Exemplary oils include almond, apricot kernel, avocado, babassu palm, bergamot, black currant seed, borage, cayenne, chamomile, canola, caraway, carnauba, castor, cinnamon, cocoa butter, coconut, cod liver, coffee. , corn, cotton seed, emu, eucalyptus, evening primrose, fish, flax seed, geraniol, pumpkin, grape seed, hazelnut, hyssop, isopropyl myristate, jojoba, kukui nut, lavandin, lavender, lemon, litthea cucumber. beba, macadamia nut, mallow, mango seed, meadowfoam seed, mink, nutmeg, olive, orange-orange rappi, palm, palm kernel, peach kernel, peanut, poppy seed, pumpkin seed, rapeseed, rice bran, rosemary, safflower. , sandalwood, sasquana, savory, sea buckthorn, sesame, shea butter, silicone, soybean, sunflower, tea tree, thistle, tsubaki, vetiver, walnut, and wheat germ oil. Exemplary oils include butyl stearate, caprylic triglyceride, capric triglyceride, cyclomethicone, diethyl sebacate, dimethicone 360, isopropyl myristate, mineral oil, octyldodecanol, oleyl alcohol, silicone oil. , and combinations thereof.

Liquid dosage forms for oral and parenteral administration include, but are not limited to, pharmaceutically acceptable emulsions, microemulsions, solutions, suspensions, syrups, and elixirs. In addition to the active ingredient, liquid dosage forms may contain inert diluents such as, for example, water or other solvents, solubilizers and emulsifiers commonly used in the art such as ethyl alcohol, isopropyl alcohol, ethyl carbonate, ethyl acetate, benzyl. Alcohol, benzyl benzoate, propylene glycol, 1,3-butylene glycol, dimethylformamide, oils (especially cottonseed, peanut, corn, sprout, olive, castor, and sesame oil), glycerol, tetrahydrofurfuryl alcohol, It may also include polyethylene glycol and fatty acid esters of sorbitan, and mixtures thereof. In addition to inert diluents, oral compositions may include adjuvants such as wetting agents, emulsifying and suspending agents, sweetening, flavoring, and perfuming agents. In certain embodiments for parenteral administration, the pharmaceutical compositions of the invention are mixed with solubilizing agents such as cremophor, alcohols, oils, denatured oils, glycols, polysorbates, cyclodextrins, polymers, and combinations thereof.

Injectable preparations, for example, sterile injectable aqueous or oily suspensions, may be prepared according to the known art using dispersing or wetting agents and suspending agents. The sterile injectable preparation may be a sterile injectable solution, suspension or emulsion in a non-toxic parenterally acceptable diluent or solvent, such as solution in 1,3-butanediol. Among the acceptable vehicles and solvents that may be employed are water, Ringer's solution, U.S.P. and isotonic sodium chloride solution. Additionally, sterile, fixed oils are commonly employed as solvents or suspending media. For this purpose any bland fixed oil may be employed including synthetic mono- or diglycerides. Additionally, fatty acids such as oleic acid have been used in the preparation of injectables.
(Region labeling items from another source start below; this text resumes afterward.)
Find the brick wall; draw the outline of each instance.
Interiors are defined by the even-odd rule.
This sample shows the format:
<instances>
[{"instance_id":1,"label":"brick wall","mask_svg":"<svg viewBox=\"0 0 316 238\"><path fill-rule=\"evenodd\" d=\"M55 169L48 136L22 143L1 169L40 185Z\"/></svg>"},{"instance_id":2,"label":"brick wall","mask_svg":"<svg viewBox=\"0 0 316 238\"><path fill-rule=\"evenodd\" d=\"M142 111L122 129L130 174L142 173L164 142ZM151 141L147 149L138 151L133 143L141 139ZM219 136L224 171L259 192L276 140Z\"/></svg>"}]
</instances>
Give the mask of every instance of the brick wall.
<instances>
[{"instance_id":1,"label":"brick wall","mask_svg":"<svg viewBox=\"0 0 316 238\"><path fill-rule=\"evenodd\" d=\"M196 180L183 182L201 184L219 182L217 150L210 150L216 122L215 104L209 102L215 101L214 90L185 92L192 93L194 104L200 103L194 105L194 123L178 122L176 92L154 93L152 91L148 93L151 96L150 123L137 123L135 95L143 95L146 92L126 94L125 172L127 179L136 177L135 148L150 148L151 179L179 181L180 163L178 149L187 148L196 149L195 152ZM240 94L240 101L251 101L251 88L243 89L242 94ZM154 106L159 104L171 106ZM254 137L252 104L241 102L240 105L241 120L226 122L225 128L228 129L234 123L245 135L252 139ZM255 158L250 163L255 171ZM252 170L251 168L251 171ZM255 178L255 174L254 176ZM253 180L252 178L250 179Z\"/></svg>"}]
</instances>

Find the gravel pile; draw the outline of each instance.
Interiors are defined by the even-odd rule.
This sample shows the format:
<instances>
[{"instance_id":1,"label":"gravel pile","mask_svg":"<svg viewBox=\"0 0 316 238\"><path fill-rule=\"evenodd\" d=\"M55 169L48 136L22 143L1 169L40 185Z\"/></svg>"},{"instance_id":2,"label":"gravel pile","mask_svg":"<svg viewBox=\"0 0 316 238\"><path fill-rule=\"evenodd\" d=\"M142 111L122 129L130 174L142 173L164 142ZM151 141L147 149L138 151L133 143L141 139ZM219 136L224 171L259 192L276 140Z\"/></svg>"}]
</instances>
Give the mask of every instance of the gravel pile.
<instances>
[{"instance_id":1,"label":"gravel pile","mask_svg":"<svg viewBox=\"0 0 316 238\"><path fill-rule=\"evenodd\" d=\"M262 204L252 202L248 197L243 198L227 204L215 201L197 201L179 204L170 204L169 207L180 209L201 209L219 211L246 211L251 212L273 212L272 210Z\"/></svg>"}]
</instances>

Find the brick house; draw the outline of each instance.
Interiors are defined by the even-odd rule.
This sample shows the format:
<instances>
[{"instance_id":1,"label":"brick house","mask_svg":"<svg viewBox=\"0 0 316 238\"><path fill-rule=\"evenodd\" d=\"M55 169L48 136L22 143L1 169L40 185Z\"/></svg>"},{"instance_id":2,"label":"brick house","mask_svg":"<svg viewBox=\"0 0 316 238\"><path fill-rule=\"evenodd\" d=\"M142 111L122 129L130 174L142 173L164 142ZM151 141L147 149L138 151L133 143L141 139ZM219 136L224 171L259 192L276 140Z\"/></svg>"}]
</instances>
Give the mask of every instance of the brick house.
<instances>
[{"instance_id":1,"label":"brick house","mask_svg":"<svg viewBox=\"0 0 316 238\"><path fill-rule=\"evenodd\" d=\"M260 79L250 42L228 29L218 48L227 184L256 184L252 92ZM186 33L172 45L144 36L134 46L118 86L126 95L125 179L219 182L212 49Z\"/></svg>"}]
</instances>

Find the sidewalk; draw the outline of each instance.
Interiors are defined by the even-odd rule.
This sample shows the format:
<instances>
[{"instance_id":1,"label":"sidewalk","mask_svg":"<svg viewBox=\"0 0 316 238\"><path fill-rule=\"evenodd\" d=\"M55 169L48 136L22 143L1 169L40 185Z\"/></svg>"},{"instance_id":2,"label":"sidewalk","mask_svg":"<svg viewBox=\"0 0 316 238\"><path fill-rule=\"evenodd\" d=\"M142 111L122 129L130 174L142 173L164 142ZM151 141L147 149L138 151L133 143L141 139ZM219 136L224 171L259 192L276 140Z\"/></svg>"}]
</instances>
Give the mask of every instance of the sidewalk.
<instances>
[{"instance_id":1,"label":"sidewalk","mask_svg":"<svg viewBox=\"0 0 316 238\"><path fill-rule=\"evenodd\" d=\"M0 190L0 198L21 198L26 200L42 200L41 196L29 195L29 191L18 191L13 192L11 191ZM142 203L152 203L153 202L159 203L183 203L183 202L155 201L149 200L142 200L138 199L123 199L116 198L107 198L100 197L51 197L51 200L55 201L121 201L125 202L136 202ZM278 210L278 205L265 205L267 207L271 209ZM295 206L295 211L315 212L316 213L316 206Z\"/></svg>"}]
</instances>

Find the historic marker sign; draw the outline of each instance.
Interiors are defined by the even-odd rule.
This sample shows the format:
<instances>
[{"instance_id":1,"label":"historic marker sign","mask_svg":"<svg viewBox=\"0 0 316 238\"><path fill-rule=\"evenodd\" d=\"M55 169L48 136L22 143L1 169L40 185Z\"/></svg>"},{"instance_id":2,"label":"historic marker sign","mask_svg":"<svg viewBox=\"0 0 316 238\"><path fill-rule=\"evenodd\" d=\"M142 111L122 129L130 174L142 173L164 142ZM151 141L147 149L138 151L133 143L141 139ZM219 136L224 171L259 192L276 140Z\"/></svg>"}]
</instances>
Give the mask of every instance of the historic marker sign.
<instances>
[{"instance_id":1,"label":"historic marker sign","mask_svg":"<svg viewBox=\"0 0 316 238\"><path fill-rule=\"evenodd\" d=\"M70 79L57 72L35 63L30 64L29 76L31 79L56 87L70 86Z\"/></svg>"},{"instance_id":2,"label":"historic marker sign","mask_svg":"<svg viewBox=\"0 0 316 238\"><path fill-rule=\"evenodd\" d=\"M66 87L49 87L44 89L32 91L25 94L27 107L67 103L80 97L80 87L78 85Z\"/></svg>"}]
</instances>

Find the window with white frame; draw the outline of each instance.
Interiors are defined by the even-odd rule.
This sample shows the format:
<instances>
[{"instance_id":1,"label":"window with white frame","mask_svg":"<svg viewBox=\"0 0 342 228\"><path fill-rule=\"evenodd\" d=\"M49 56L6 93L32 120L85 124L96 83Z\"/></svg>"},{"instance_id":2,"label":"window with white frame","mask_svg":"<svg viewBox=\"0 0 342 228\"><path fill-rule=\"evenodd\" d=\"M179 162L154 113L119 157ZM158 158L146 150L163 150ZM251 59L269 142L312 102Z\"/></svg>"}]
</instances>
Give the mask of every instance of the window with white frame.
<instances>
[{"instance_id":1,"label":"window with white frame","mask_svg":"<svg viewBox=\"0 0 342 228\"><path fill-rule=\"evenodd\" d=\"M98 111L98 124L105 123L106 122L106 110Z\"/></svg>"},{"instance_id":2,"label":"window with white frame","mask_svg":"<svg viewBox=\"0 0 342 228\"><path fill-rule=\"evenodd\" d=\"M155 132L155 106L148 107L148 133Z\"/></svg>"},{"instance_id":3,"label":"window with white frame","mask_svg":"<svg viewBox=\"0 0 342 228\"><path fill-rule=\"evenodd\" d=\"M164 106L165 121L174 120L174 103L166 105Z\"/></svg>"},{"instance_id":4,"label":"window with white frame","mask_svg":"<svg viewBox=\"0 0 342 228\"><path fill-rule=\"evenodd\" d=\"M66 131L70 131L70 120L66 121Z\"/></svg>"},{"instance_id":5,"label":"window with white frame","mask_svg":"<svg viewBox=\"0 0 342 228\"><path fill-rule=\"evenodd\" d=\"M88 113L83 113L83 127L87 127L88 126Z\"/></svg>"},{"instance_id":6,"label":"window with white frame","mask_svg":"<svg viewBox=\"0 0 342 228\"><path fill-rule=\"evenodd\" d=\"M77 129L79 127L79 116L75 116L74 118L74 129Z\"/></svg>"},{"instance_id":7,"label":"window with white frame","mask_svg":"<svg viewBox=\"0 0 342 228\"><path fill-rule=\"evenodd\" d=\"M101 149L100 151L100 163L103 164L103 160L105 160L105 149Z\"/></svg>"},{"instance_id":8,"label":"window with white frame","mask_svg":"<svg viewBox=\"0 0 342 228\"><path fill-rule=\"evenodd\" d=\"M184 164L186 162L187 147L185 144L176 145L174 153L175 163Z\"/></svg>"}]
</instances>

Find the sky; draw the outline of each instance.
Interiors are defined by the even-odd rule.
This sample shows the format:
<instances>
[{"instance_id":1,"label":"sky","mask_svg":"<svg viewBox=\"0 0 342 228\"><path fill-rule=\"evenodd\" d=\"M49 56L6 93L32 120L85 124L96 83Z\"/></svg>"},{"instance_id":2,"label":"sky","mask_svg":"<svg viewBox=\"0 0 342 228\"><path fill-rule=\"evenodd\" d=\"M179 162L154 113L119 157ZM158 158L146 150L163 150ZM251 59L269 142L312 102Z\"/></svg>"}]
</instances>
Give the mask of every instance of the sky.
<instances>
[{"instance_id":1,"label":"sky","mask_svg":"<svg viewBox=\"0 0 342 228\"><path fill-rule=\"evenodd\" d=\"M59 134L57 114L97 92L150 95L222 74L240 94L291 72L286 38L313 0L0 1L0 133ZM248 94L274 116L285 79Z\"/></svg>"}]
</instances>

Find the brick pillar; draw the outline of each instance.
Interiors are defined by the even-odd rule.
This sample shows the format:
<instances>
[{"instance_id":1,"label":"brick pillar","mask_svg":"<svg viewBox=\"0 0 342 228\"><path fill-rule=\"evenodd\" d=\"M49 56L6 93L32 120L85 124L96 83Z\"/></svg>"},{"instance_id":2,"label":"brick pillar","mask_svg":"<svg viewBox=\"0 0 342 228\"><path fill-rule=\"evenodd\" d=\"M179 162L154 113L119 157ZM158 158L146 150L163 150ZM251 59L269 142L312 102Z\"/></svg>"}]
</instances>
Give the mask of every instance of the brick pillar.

Injectable preparations may be sterilized, for example, by filtration through a bacteria-retaining filter, or by incorporating a sterilizing agent in the form of a sterile solid composition that can be dissolved or dispersed in sterile water or other sterile injectable medium prior to use. .

To prolong the effect of a drug, it is often desirable to slow the absorption of the drug from subcutaneous or intramuscular injection. This is achieved by using liquid suspensions of crystalline or amorphous substances with low water solubility. The absorption rate of the drug then depends on the dissolution rate, which may ultimately depend on the crystal size and crystalline form. Alternatively, delayed absorption of a parenterally administered drug is achieved by dissolving or suspending the drug in an oil vehicle.

Solid dosage forms for oral administration include capsules, tablets, pills, powders, and granules. In these solid dosage forms, the active ingredient may be combined with one or more inert pharmaceutically acceptable excipients or carriers such as sodium citrate or dicalcium phosphate and/or a) fillers or extenders such as starch, lactose, sucrose, glucose, mannitol, and silicic acid, b ) binders such as, for example, carboxymethylcellulose, alginate, gelatin, polyvinylpyrrolidinone, sucrose, and acacia, c) humectants such as glycerol, d) disintegrants such as agar, calcium carbonate, potato or tapioca starch. , alginic acid, certain silicates, and sodium carbonate, e) dissolution retarders such as paraffin, f) absorption accelerators such as quaternary ammonium compounds, g) humectants such as, for example, cetyl alcohol and glycerol monostearate, h) absorbents such as kaolin and bentonite clay, and i) lubricants such as talc, calcium stearate, magnesium stearate, solid polyethylene glycol, sodium lauryl sulfate, and mixtures thereof.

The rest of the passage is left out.